Preparing for Your Next Rails Upgrade - The Dual Boot Approach

If you are planning to upgrade your Rails app, which has a lot of active development. Let’s say your current rails version of your app is 6.1.7 and you are planning to upgrade it to 7.1.1. The default upgrade strategy that most people use when updating their Rails apps is called the Long Running Branch strategy, which means creating a separate branch from the main, which provides a dedicated environment for developers to work on the upgrade. This isolation allows developers to experiment, iterate, and collaborate on complex changes without disrupting the mainline development workflow.

However, challenges arise when other developers merge their changes into the main branch. Because you’ve been working on a separate branch for so long, but other people are concurrently making other changes. When they merge those changes, it ends up in conflict with your upgrade.

This is where the dual boot strategy comes into play. The idea is to support both versions of Rails on your app at the same time by maintaining separate Gemfile.lock files for each version. Keeping the application runnable on the current Rails version guarantees that you will be able to run the application on it if something goes wrong.

With this setup, there is no need to maintain a separate branch until the upgrade is fully complete, we can merge those works frequently to main. This eliminates the headache of Git conflicts and the need for back-merging other branches. Also, you can run separate CI jobs for the current and next versions of Rails. Once the incremental upgrade is done, you can deploy the next Rails version to production.

How to dual boot your app

To accomplish dual boot setup, we need to create two Gemfile.lock files: one corresponding to the current version Gemfile.lock and another for the target version Gemfile_next.lock. To load dependencies from environment-specific lock files, we need to monkey patch the Bundler. Environment variables are used to indicate which version of Rails the application should load.

We will be using a gem called bootboot to do the monkey patch for us.

To implement the monkey patch using bootboot follow the below steps:

Step1: Add bootboot to your Gemfile

plugin 'bootboot', '~> 0.2.1'

Step2: Install the gem

bundle install && bundle bootboot

This command also creates Gemfile_next.lock.

Now, if you go to the Gemfile the below line gets added:

if ENV['DEPENDENCIES_NEXT']
  enable_dual_booting if Plugin.installed?('bootboot')

  # Add any gem you want here, they will be loaded only when running
  # bundler command prefixed with `DEPENDENCIES_NEXT=1`.
end

DEPENDENCIES_NEXT is the ENV variable for determining the target version. If you want to boot using the dependencies from the Gemfile_next.lock, run any bundler command prefixed with the DEPENDENCIES_NEXT=1 ENV variable.

Now add the target rails version to the if condition and the current version in the else condition. For example, let’s say the target version is 7.1.1 and the current version is 6.1.7.

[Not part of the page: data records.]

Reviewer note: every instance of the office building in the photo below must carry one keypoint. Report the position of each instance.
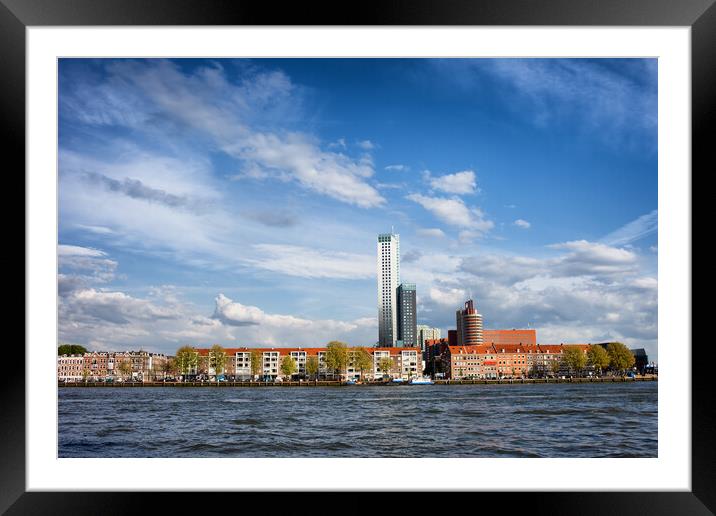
(388, 263)
(426, 333)
(407, 317)
(469, 325)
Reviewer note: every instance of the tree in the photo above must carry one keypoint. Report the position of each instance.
(598, 358)
(125, 368)
(312, 366)
(71, 349)
(217, 360)
(574, 359)
(620, 358)
(187, 359)
(385, 365)
(556, 366)
(337, 357)
(288, 366)
(169, 367)
(362, 360)
(256, 363)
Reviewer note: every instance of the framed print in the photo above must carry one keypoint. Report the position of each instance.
(214, 194)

if ENV['DEPENDENCIES_NEXT']
  enable_dual_booting if Plugin.installed?('bootboot')

  gem "rails", "7.1.1"

else
  gem "rails", "6.1.7"
end

To install the target version of rails run:

DEPENDENCIES_NEXT=1 bundle install

The new version gets locked into the Gemfile_next.lock file.

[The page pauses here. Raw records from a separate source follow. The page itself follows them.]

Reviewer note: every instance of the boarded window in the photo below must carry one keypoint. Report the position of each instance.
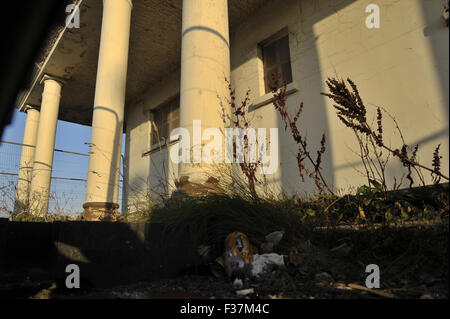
(276, 60)
(165, 118)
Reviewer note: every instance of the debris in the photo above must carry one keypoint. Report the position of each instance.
(245, 292)
(294, 256)
(237, 283)
(218, 268)
(262, 262)
(266, 248)
(275, 237)
(372, 291)
(305, 246)
(237, 254)
(342, 250)
(324, 276)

If you find an error or deprecation warning in the existing code while running your application in the target version, you can conditionally wrap those areas like this:

def some_method
  if ENV['DEPENDENCIES_NEXT']
    # new behavior
  else
    # old, deprecated behavior
  end
end

Once the current incremental upgrade is complete you can remove the conditions, preserving only the code in the if condition.

Now, let’s check how the Rails server responds when started with and without DEPENDENCIES_NEXT ENV.

With DEPENDENCIES_NEXT:

with-dependency

Without DEPENDENCIES_NEXT:

without-dependency

Now that you can seamlessly switch between Rails versions on the fly 🎉 🎉.